As a respected doctor (whose son was team doctor for Ireland and the Lions in the recent past) with a background as an international full-back he became an important figure on the International Rugby Board where for 15 years he held positions on the medical, anti-doping and disciplinary committees. Until late last summer, when he resigned.

In giving an example of why he left the game’s governing body he tells you of the events of 9 March this year, when Ireland played France in the Six Nations and when his nephew, Brian, got concussed on the field. What happened next was Barry O’Driscoll’s issue in microcosm. After one collision too many that day Brian O’Driscoll lost his bearings, was clearly unsteady on his feet and had to be helped from the field, like a boxer assisted from the ring. You did not need experience in pathology to know that the great man was out of it for a moment in time.

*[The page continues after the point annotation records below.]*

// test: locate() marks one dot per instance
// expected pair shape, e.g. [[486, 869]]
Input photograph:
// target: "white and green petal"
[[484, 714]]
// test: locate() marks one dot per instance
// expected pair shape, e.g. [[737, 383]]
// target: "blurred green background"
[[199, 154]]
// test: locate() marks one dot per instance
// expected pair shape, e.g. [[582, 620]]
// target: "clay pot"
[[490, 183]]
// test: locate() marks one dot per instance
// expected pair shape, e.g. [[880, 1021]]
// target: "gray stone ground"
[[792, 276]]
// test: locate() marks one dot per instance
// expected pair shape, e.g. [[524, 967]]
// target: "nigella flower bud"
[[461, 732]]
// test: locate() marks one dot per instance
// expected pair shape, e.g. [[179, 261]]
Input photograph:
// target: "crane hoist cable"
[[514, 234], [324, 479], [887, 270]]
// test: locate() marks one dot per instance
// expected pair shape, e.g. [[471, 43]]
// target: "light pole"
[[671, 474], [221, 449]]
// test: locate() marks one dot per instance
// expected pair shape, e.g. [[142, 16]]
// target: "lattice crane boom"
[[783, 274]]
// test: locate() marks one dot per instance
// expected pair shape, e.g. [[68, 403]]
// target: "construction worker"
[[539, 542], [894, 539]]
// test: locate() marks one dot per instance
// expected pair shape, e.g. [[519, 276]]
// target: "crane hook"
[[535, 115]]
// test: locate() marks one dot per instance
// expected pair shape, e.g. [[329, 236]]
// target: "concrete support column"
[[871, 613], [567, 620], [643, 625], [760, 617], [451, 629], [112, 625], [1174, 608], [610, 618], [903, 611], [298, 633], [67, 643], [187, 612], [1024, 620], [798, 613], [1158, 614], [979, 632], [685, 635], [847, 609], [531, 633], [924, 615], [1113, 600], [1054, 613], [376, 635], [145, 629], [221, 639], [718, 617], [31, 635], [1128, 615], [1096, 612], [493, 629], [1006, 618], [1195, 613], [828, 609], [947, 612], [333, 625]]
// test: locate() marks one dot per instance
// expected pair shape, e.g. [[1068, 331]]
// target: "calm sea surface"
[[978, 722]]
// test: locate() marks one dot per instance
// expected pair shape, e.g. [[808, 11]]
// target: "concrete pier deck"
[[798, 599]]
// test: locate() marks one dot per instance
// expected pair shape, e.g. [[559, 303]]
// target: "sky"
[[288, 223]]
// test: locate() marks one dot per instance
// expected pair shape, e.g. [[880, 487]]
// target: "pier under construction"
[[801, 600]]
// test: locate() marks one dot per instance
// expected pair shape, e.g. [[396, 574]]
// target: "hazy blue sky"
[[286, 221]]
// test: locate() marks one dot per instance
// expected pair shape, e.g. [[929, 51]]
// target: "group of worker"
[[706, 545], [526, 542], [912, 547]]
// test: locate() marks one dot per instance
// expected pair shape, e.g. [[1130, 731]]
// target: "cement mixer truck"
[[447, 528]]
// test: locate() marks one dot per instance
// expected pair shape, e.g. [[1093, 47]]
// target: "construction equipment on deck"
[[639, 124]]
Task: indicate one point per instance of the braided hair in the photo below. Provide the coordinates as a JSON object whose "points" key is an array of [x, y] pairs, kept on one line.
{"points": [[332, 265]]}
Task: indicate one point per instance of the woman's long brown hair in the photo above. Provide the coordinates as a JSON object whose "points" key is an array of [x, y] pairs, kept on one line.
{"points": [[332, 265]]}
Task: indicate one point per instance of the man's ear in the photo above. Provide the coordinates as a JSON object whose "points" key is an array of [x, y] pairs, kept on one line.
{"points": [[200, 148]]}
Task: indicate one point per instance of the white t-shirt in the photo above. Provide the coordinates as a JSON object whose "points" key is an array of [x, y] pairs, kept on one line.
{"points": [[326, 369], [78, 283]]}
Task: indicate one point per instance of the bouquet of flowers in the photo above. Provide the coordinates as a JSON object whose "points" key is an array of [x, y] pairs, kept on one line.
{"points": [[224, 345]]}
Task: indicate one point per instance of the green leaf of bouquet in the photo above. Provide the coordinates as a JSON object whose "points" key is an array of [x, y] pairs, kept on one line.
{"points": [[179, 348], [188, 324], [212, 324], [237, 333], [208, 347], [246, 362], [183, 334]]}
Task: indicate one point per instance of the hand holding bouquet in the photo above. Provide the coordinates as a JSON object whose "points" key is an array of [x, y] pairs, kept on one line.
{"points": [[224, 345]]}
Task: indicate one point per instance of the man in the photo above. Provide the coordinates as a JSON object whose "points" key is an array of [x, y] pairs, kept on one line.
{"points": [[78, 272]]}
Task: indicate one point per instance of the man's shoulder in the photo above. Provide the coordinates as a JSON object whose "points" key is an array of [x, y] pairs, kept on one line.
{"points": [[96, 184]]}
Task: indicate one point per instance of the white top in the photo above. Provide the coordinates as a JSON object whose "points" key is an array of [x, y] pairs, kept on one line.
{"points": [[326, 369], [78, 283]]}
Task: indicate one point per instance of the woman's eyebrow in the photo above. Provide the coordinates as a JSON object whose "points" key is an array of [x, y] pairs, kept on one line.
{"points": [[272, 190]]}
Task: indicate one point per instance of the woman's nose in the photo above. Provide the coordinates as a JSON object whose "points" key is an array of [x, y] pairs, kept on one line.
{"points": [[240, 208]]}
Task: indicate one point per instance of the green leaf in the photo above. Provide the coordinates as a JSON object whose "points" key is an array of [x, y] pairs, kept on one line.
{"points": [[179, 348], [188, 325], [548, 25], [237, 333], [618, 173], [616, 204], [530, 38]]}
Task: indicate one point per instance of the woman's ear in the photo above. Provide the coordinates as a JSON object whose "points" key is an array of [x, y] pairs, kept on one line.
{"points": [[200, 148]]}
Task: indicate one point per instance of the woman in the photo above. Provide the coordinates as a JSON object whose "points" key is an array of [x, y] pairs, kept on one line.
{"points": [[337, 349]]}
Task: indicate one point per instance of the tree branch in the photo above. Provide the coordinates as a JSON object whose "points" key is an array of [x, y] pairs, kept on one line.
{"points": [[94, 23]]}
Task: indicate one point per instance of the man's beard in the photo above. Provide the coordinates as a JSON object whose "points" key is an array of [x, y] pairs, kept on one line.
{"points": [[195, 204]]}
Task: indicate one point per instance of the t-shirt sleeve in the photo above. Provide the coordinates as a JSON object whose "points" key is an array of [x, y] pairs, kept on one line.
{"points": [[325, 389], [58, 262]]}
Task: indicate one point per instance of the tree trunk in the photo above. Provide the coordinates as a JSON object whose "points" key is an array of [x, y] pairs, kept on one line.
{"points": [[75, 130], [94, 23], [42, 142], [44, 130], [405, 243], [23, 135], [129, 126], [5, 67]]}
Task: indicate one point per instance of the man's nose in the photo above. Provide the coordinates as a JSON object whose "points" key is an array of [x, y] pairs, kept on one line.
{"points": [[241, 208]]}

Yet a few minutes later he was back on the pitch, supposedly as bright as a button and fully recovered.

Hide Ad
Hide Ad

Regulation 10 of the IRB code says that any player suspected of concussion must be taken off and not allowed back on to the field. There is an accompanying rule now – still on trial – and it states that if a player with suspected concussion can pass a series of tests lasting five minutes then he can be allowed back into the fray: the Pitch Side Concussion Assessment (PSCA) – or the five-minute rule. The Six Nations did not have this rule in place for this season’s championship, so you have to ask, why was O’Driscoll, above, allowed back on?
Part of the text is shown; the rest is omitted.